A touch of relief spread over Giogi. Then his curiosity overcame his anxiety. “Suppose someone not kissed by Selûne tries to use it?”
“They would think they had a wyvern’s power, though their body would still be human.”
“Is that all it takes to be kissed by Selûne—being able to resist going completely wyverny?”
“No. You must want to be different.”
“I don’t want to be different,” Giogi objected.
The guardian laughed. “You are so satisfied with yourself, your life, your world?”
Giogi shifted uneasily. He couldn’t lie.
“With a wyvern’s power and the blessings of the spur you can change yourself, your life, your world.”

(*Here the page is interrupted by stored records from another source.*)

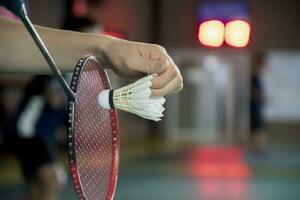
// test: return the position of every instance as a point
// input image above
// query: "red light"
(211, 33)
(237, 33)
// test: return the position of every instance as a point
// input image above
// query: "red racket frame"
(71, 142)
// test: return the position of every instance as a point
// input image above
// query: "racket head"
(93, 134)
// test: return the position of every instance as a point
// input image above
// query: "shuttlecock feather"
(135, 98)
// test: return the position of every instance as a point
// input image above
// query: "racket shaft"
(46, 54)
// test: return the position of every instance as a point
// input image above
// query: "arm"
(18, 54)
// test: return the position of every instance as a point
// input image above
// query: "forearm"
(19, 54)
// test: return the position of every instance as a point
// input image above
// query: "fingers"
(151, 66)
(164, 78)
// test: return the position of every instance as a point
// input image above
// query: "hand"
(132, 59)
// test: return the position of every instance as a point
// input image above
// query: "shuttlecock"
(135, 98)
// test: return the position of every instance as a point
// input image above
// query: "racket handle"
(20, 9)
(14, 6)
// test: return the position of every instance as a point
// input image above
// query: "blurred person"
(258, 135)
(30, 135)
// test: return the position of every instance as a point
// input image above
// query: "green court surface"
(192, 173)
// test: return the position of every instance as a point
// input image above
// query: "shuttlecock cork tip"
(103, 99)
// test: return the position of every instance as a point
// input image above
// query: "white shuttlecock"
(135, 98)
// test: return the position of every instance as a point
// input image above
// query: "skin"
(19, 55)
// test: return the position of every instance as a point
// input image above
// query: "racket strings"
(95, 137)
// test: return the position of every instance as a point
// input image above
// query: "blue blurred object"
(223, 10)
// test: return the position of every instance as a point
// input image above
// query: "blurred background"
(232, 133)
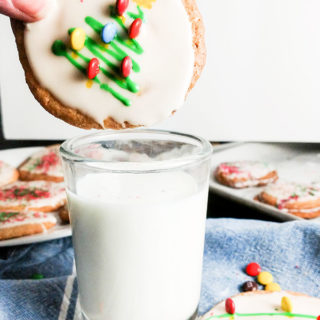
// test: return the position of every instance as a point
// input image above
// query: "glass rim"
(205, 151)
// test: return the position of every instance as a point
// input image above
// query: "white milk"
(139, 242)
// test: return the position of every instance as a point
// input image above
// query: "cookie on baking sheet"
(100, 64)
(14, 224)
(266, 305)
(42, 196)
(64, 214)
(43, 165)
(244, 174)
(302, 200)
(8, 174)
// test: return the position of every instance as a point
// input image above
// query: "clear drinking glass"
(138, 201)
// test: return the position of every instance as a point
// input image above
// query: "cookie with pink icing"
(244, 174)
(302, 200)
(95, 65)
(8, 174)
(14, 224)
(267, 305)
(41, 196)
(43, 165)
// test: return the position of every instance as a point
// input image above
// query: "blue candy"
(108, 32)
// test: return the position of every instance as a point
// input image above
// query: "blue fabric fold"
(290, 251)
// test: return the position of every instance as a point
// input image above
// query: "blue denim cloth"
(291, 251)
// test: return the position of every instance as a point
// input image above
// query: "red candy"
(230, 306)
(93, 68)
(253, 269)
(126, 67)
(135, 28)
(122, 6)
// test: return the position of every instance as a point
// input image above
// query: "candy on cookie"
(150, 54)
(302, 200)
(41, 196)
(14, 224)
(268, 305)
(43, 165)
(8, 174)
(244, 174)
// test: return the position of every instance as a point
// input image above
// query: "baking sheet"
(294, 162)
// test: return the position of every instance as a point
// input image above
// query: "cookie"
(301, 200)
(244, 174)
(64, 214)
(14, 224)
(8, 174)
(166, 51)
(41, 196)
(43, 165)
(266, 305)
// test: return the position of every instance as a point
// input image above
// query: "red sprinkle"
(230, 306)
(134, 29)
(122, 6)
(253, 269)
(93, 68)
(126, 66)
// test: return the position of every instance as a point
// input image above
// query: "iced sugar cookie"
(302, 200)
(101, 64)
(32, 196)
(43, 165)
(266, 305)
(243, 174)
(14, 224)
(8, 174)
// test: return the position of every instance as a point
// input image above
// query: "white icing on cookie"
(289, 192)
(14, 219)
(166, 64)
(46, 161)
(267, 302)
(33, 194)
(245, 169)
(7, 173)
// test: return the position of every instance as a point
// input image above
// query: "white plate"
(15, 157)
(294, 162)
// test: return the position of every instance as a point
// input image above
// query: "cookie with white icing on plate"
(43, 165)
(95, 65)
(41, 196)
(302, 200)
(244, 174)
(8, 174)
(14, 224)
(267, 305)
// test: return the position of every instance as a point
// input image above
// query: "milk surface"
(139, 243)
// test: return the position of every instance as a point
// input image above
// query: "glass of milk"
(137, 201)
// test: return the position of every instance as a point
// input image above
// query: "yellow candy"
(272, 286)
(77, 39)
(286, 304)
(265, 277)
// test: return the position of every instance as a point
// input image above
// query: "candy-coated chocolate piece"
(250, 286)
(93, 68)
(265, 277)
(134, 29)
(109, 32)
(272, 287)
(286, 304)
(230, 306)
(126, 67)
(253, 269)
(77, 39)
(122, 6)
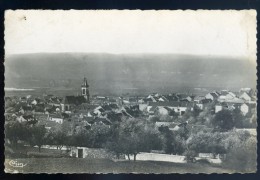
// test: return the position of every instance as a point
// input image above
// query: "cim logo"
(15, 163)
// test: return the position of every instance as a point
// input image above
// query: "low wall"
(158, 157)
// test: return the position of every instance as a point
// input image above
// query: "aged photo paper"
(130, 91)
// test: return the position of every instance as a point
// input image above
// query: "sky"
(221, 33)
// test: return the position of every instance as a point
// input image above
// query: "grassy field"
(74, 165)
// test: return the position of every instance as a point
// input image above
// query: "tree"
(223, 120)
(98, 135)
(58, 138)
(134, 136)
(206, 143)
(38, 136)
(241, 151)
(16, 131)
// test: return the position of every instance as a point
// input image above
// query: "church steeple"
(84, 89)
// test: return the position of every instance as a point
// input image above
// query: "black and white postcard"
(130, 91)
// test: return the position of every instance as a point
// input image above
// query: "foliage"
(16, 131)
(134, 136)
(223, 120)
(206, 142)
(173, 143)
(242, 155)
(38, 135)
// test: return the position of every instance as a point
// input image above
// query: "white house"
(244, 109)
(245, 97)
(162, 110)
(218, 108)
(56, 118)
(200, 106)
(211, 96)
(142, 107)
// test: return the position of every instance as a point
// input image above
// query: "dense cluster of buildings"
(82, 111)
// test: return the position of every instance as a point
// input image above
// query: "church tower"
(84, 89)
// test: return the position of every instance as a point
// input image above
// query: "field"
(74, 165)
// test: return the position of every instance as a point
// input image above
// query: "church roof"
(85, 83)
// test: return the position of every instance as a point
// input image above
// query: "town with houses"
(172, 111)
(82, 110)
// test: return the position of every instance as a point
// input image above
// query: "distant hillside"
(122, 73)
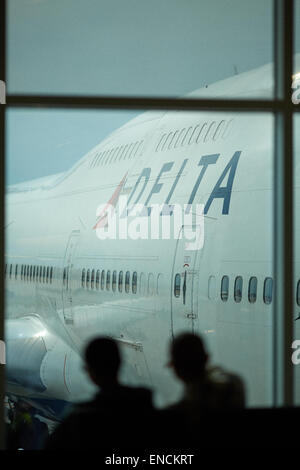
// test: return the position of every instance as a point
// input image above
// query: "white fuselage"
(228, 168)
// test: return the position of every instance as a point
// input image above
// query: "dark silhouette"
(210, 393)
(118, 418)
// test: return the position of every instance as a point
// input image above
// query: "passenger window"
(210, 131)
(64, 276)
(238, 289)
(167, 141)
(159, 284)
(83, 278)
(177, 282)
(224, 288)
(160, 142)
(114, 281)
(102, 279)
(120, 284)
(108, 280)
(88, 278)
(193, 134)
(98, 279)
(173, 139)
(268, 290)
(178, 138)
(150, 284)
(186, 135)
(201, 132)
(219, 130)
(134, 282)
(121, 152)
(227, 129)
(252, 292)
(142, 284)
(127, 282)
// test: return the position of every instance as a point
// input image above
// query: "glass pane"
(229, 172)
(141, 48)
(295, 351)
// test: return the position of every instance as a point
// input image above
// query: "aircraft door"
(67, 277)
(184, 303)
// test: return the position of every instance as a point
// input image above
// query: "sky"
(118, 47)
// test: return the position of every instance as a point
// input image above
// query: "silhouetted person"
(208, 391)
(119, 416)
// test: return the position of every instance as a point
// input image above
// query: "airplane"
(65, 285)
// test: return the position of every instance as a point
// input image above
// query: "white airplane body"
(58, 291)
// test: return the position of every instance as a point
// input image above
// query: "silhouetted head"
(103, 360)
(188, 357)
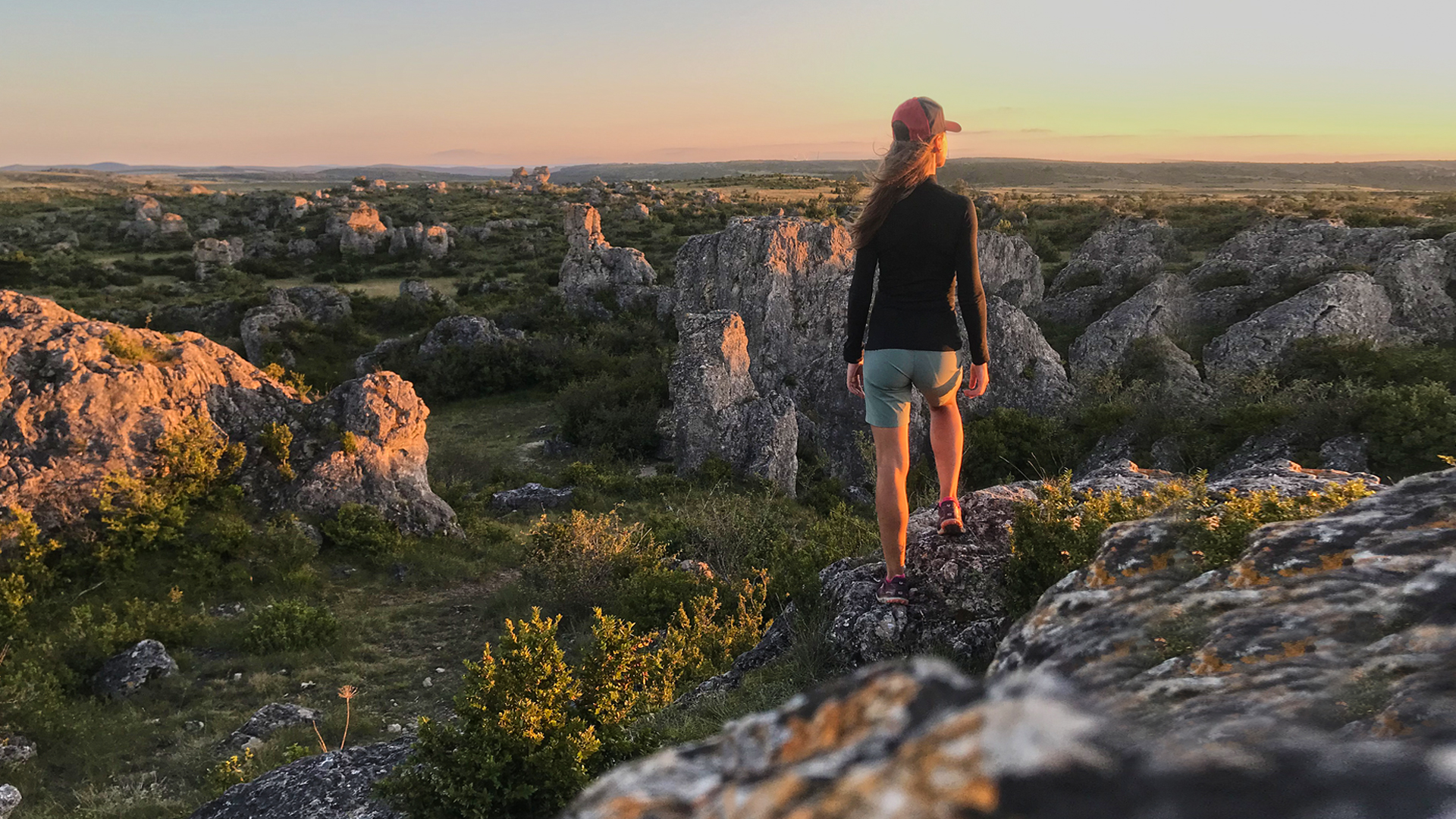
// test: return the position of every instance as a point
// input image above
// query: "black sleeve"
(970, 292)
(861, 289)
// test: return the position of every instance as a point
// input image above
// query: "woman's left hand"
(855, 379)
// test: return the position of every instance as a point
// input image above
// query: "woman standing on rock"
(922, 240)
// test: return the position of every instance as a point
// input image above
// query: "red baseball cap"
(921, 118)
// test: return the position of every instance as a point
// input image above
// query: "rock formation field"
(438, 497)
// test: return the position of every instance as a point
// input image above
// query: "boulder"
(1338, 623)
(1346, 303)
(717, 410)
(123, 673)
(532, 496)
(1025, 372)
(593, 267)
(957, 598)
(459, 333)
(328, 786)
(1009, 268)
(788, 279)
(270, 719)
(918, 739)
(143, 206)
(57, 447)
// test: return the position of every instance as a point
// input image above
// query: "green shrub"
(290, 626)
(364, 531)
(1014, 444)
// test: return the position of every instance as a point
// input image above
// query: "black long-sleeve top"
(925, 246)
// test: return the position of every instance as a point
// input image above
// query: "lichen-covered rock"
(593, 267)
(717, 410)
(1025, 372)
(1346, 303)
(532, 496)
(916, 739)
(459, 333)
(271, 719)
(1334, 623)
(328, 786)
(123, 673)
(788, 279)
(957, 601)
(1009, 268)
(58, 445)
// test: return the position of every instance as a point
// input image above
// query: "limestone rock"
(457, 333)
(270, 719)
(1009, 268)
(1346, 303)
(1307, 615)
(717, 410)
(328, 786)
(218, 251)
(532, 496)
(918, 739)
(788, 279)
(126, 672)
(57, 447)
(143, 206)
(595, 267)
(957, 598)
(1025, 372)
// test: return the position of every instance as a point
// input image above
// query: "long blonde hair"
(906, 165)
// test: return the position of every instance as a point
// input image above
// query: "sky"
(560, 82)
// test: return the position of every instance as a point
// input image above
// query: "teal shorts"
(890, 375)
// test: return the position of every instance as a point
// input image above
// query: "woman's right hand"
(855, 378)
(977, 378)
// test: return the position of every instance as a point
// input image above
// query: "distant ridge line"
(983, 172)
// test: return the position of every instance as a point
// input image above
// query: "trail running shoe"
(951, 523)
(894, 591)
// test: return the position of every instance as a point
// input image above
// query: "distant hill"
(1433, 175)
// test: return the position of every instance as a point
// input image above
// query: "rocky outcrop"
(1346, 303)
(957, 598)
(328, 786)
(319, 303)
(595, 268)
(123, 673)
(788, 279)
(1338, 623)
(1009, 268)
(717, 410)
(1025, 372)
(1120, 256)
(921, 741)
(270, 719)
(463, 333)
(86, 398)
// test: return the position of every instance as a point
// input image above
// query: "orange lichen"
(1207, 662)
(1245, 576)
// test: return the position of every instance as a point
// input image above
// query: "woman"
(922, 240)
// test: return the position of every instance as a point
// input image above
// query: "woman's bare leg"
(892, 507)
(948, 444)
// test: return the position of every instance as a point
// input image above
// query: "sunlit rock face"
(788, 279)
(593, 268)
(80, 400)
(718, 413)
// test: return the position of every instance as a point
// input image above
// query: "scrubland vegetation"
(563, 635)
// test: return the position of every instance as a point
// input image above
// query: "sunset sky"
(455, 82)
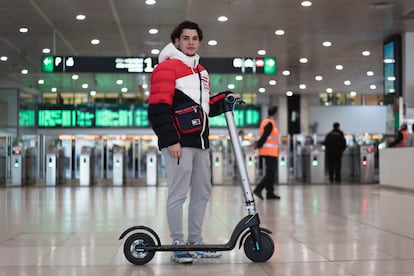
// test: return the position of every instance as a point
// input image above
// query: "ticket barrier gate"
(54, 166)
(314, 164)
(217, 167)
(17, 169)
(119, 166)
(152, 166)
(3, 165)
(364, 164)
(249, 158)
(87, 166)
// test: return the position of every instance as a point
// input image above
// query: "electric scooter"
(143, 242)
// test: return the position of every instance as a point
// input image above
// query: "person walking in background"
(410, 140)
(180, 83)
(402, 136)
(335, 144)
(268, 145)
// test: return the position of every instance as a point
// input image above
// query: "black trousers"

“So what do I have to do to make it work?” Giogi asked.
“Take up the spur—”
Giogi set the finder’s stone down on the pillar and picked up the spur.
“Keep it near your leg.”
Giogi slid the spur into his boot.
“Now you must remember your dreams.”
“My dreams?” he sputtered. Then he understood. “Oh. Those dreams,” he said. The images sprang to his mind. The death cry of prey—the shriek of a rabbit, the squeal of a pig, the bellow of a cow. The taste of warm blood—salty and full of energy. The crunch of bone—surrendering to the strength of his jaw and yielding up its sweet marrow. He felt the blood pounding in his head, and the room seemed to spin and shrink around him. He bent over to avoid hitting his head on the ceiling.
“A very handsome wyvern form, Giogioni,” the guardian whispered.
Giogioni looked down at himself nervously. Actually, he had to look back at himself. He was at least thirty feet longer. He was covered with red scales. His arms had become great leathery wings, and his feet were sharp talons. The strangest thing of all, though, was the tail. It swayed gracefully behind him without him thinking about it. He concentrated on controlling it and it froze, poised in the air, until he unconsciously picked a target.
He bent forward and slashed the tail over his head. The stinger at the tip pierced the velvet cloth atop the pillar.
The pillar toppled over, and the finder’s stone rolled across the floor of the crypt. The piece of velvet cloth remained caught on the end of the stinger. He pulled it off with a talon and nearly toppled over, trying to balance on one leg.
The guardian laughed. “You need to remember that your body is a weapon. You should practice with it—especially flying. It’s not as easy as it looks.”
“How do I change back?” Giogi tried to ask, but his words came out as a growl.